Vlt. wäre ja onUserLeaveHint() etwas für dich?


----------



## Gast2 (18. Dez 2012)

Leider reagiert onUserLeaveHint() bezüglich meines Problems genau so wie onPause. 

Obwohl die Beschreibung in Activity | Android Developers gut auf mein Problem passt?!

???:L


----------



## Michael... (18. Dez 2012)

frankmehlhop hat gesagt.:


> Obwohl die Beschreibung in Activity | Android Developers gut auf mein Problem passt?!

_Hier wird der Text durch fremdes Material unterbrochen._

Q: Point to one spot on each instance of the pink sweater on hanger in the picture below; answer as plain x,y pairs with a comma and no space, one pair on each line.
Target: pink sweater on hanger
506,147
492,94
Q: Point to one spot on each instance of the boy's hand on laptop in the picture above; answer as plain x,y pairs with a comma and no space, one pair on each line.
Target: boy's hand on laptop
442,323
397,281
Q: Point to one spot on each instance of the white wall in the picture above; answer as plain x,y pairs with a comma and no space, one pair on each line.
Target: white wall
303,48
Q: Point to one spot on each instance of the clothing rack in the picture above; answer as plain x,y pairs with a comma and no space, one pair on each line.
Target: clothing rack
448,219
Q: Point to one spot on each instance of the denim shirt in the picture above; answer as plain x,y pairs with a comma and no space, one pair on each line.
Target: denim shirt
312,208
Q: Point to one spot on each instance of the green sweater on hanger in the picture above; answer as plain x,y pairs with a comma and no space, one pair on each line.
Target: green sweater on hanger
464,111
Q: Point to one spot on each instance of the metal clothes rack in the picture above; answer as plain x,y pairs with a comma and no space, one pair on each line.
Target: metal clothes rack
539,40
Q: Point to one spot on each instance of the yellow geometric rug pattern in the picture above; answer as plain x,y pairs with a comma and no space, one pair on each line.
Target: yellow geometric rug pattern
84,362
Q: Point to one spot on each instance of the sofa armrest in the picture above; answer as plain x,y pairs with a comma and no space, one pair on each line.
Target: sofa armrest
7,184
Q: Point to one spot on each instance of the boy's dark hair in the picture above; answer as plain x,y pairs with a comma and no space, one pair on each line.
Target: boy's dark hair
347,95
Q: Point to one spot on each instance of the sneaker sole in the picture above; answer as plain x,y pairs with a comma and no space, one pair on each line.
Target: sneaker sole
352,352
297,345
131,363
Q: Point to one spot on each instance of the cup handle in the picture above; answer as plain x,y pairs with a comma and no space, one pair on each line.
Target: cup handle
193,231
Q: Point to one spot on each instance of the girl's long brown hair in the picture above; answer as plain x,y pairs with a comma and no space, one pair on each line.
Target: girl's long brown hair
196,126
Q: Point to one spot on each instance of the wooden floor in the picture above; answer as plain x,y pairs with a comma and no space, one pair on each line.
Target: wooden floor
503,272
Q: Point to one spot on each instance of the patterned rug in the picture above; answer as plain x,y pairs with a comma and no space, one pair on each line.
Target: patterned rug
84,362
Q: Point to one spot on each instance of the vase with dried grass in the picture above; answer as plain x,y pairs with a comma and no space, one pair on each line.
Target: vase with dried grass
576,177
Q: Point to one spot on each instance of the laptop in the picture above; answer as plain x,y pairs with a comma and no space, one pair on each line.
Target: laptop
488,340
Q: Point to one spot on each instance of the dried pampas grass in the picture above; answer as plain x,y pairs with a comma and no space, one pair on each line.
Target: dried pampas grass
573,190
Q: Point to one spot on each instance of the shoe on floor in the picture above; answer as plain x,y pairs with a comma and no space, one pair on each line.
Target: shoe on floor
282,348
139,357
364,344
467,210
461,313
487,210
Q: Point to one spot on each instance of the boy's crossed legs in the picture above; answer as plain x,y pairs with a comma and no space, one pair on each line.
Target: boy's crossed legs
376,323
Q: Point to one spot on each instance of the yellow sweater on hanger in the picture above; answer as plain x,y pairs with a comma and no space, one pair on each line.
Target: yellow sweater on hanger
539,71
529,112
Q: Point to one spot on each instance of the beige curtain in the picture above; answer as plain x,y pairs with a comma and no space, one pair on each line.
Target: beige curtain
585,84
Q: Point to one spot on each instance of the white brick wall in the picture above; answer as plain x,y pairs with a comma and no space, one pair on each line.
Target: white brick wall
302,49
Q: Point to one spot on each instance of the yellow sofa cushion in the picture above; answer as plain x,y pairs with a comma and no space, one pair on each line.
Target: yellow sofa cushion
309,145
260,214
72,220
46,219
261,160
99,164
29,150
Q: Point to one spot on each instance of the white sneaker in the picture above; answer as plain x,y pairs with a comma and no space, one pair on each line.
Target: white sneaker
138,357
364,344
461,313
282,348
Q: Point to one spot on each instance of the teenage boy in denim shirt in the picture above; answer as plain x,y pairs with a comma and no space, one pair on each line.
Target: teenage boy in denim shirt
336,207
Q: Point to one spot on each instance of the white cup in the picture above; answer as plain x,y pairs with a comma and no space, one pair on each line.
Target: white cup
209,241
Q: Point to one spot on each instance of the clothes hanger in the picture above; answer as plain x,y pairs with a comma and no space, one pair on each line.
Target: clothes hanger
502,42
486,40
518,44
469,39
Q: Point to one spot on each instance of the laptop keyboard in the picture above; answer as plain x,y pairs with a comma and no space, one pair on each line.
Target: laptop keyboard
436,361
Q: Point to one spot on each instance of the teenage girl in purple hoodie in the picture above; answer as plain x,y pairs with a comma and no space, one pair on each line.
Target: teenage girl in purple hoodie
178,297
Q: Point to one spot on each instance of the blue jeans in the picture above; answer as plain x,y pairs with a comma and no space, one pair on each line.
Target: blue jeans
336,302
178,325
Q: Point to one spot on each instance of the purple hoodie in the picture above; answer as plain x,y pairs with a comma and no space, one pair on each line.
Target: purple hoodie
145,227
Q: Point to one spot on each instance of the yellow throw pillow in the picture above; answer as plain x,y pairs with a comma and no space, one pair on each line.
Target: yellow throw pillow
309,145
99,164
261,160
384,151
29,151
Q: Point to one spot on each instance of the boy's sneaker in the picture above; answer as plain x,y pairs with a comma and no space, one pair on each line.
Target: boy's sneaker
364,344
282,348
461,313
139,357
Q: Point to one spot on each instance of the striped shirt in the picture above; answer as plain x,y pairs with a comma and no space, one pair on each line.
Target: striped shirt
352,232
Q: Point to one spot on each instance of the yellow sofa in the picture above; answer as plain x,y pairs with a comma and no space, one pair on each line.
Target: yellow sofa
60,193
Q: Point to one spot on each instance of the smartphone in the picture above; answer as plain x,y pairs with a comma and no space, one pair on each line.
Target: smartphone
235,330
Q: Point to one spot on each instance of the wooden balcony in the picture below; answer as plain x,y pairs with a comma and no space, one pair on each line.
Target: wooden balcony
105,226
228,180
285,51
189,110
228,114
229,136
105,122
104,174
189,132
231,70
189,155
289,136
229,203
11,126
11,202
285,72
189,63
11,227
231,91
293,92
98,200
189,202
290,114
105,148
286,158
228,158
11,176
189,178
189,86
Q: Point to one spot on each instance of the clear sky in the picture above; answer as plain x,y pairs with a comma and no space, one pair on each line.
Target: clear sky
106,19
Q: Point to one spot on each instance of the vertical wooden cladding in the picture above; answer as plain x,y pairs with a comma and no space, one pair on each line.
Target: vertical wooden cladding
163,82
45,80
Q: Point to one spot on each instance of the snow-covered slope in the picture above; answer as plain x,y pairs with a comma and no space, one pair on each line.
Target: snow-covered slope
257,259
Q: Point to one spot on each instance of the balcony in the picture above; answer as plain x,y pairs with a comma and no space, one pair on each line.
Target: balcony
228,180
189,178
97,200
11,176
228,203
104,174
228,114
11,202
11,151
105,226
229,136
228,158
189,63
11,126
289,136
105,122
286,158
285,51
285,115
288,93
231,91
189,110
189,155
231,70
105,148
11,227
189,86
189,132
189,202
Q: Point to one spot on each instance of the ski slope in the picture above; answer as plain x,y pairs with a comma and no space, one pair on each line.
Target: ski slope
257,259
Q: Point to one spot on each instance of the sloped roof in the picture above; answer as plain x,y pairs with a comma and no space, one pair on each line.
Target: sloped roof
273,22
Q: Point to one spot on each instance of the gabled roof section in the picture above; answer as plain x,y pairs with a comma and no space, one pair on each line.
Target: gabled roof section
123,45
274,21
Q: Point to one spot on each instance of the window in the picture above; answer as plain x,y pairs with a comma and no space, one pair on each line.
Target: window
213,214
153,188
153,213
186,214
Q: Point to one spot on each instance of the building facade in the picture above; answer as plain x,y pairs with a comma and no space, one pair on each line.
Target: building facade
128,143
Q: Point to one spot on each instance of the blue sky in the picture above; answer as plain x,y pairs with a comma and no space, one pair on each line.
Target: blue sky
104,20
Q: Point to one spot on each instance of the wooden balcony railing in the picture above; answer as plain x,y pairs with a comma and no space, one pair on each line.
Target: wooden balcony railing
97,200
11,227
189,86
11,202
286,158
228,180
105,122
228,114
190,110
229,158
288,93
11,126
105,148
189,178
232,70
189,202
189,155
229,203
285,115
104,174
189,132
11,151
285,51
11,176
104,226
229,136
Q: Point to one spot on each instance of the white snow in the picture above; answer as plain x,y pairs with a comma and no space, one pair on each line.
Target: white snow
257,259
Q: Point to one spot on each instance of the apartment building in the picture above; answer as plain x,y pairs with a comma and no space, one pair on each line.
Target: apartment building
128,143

? Ich lese da was anderes.
Hier steht, dass sich diese Methode ebenfalls auf die Activity bezieht und - im Falle, dass der Anwender aktiv die Activity "verlässt" - diese unmittelbar vor der onPause() aufgerufen wird. Die Methode hilft als nur zur Unterscheidung, ob das Pausieren durch den Anwender oder irgendeinen Systemprozess ausgelöst wird.
Folgendes hört sich so an, als könnte es weiter helfen:
Application’s Pause/Resume  Sriram Ramani


----------



## Gast2 (18. Dez 2012)

Danke für den Link.

Ich habe den Code getestet, aber sobald das Package nicht mehr oben drauf liegt, reagiert dieser Code nicht mehr und genau das ist das was ich bräuchte. Ich hätte die Notication aufgerufen, sobald die App (das Package) nicht mehr oben liegt (die sichtbare Oberfläche stellt).

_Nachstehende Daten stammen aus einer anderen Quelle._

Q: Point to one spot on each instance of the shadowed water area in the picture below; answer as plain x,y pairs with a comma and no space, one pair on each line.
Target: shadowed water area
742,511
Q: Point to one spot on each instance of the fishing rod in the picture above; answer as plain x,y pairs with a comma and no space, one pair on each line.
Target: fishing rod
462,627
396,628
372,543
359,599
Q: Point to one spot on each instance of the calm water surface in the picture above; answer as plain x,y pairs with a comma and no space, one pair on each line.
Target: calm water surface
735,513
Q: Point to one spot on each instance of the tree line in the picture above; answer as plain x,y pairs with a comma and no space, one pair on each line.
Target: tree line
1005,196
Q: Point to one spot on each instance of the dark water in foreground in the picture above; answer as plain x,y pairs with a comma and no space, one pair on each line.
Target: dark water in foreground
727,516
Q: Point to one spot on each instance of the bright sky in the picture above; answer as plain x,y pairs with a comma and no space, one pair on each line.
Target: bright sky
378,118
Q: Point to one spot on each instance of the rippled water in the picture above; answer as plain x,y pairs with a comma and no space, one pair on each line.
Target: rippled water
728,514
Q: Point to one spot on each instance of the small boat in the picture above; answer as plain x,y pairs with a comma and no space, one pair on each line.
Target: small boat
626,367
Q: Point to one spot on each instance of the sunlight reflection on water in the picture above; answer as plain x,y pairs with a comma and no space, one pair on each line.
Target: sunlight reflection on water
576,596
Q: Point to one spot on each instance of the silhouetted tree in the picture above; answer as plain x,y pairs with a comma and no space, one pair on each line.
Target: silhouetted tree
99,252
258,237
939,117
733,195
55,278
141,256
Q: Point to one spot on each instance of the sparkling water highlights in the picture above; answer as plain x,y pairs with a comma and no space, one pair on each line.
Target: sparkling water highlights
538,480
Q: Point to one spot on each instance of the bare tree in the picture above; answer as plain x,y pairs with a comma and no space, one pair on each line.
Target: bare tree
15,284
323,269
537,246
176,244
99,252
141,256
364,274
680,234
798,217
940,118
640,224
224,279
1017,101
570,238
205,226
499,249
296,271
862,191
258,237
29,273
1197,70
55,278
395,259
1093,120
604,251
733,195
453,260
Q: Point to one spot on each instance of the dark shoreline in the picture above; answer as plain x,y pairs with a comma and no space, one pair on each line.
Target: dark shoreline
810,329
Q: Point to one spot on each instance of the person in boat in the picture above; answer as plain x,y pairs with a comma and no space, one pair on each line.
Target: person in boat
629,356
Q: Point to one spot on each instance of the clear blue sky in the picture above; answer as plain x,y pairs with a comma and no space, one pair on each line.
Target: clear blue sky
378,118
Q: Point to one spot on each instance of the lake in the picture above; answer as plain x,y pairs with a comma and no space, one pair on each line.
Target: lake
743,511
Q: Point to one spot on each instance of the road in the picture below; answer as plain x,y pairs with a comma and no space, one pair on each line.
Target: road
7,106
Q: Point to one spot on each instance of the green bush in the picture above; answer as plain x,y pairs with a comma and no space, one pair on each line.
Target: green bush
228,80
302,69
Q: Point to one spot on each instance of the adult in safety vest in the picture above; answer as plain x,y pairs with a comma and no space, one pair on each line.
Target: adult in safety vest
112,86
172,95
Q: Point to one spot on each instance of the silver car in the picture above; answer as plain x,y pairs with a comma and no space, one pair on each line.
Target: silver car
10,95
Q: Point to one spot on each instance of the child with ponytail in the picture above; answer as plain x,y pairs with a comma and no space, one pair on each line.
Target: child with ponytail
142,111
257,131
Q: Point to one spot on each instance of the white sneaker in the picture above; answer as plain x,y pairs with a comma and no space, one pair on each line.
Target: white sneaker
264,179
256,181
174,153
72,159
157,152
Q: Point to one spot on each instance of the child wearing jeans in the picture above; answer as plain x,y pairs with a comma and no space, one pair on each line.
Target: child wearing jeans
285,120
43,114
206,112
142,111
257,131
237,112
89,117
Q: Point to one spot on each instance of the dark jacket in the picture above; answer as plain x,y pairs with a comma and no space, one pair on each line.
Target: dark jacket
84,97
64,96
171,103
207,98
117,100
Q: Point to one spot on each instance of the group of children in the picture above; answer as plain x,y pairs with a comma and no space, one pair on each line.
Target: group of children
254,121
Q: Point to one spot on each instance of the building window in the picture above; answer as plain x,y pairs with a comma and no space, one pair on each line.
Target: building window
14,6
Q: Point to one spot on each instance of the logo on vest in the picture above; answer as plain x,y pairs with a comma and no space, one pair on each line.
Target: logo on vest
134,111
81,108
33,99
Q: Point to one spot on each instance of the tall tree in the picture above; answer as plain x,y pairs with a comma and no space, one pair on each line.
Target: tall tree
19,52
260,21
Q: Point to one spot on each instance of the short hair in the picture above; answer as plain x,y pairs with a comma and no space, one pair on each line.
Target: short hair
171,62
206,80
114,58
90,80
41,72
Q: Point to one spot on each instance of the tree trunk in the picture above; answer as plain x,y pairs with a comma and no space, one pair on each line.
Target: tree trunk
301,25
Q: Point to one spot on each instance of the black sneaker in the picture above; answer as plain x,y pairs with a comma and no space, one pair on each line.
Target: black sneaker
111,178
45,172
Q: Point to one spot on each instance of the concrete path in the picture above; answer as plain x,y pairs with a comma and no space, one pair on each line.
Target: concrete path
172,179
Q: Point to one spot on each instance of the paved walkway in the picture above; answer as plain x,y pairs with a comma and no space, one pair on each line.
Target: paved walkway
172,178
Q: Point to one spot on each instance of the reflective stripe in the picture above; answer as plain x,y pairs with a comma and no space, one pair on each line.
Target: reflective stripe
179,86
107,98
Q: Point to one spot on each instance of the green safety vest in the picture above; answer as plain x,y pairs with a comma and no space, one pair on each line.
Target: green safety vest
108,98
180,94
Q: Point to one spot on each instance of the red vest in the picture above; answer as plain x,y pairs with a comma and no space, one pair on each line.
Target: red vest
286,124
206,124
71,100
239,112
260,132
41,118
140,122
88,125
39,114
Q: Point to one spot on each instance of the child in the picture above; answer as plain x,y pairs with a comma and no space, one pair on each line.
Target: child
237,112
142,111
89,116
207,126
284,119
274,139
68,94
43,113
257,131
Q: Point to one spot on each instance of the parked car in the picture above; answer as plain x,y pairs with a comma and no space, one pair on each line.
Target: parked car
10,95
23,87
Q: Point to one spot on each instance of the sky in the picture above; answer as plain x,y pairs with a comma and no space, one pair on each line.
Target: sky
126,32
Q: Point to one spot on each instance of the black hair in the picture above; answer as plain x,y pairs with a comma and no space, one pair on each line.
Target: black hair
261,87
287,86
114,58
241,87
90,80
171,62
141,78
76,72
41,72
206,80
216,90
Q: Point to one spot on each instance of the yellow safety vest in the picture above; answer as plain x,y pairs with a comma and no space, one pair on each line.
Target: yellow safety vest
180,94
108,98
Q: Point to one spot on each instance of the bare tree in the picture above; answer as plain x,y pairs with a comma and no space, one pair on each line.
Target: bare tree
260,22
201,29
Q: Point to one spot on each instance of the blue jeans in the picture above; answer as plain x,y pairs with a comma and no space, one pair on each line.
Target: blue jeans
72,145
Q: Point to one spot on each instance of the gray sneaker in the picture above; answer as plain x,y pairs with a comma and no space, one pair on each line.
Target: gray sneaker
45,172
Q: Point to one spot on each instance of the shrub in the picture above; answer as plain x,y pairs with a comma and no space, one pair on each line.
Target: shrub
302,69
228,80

Schade, vom Ansatz fand ich den Code gut (wenn auch aufwendig).
Und wer diesen Pfad evtl. mal folgen mag, hier meine Beobachtungen:
ArrayList<ApplicationLifecycleCallbacks> mListeners wird nie gefüllt,
addApplicationLifecycleCallbacks wird nie aufgerufen.
Ich vermute dass hier die Ursache liegen könnte, 
aber bei mir hört hier das Verständnis für diesen Code vorerst auf.

Also: *Ich suche weiter nach einer richtigen Möglichkeit!*


----------



## schlingel (19. Dez 2012)

Folgender Vorschlag. Möglicherweise ein bisserl Overkill, könnte aber funktionieren:

Du verwendest einen Service um die Notifications zu feuern. (LocalService)
Wird eine Activity angezeigt (onResume), schickst du dem Service eine Nachricht. ACTIVITY_ON oder sowas.
Wird eine Activity in den Hintergrund geschickt (onPause), schickst du dem Service eine Nachricht. ACTIVITY_OFF z.B.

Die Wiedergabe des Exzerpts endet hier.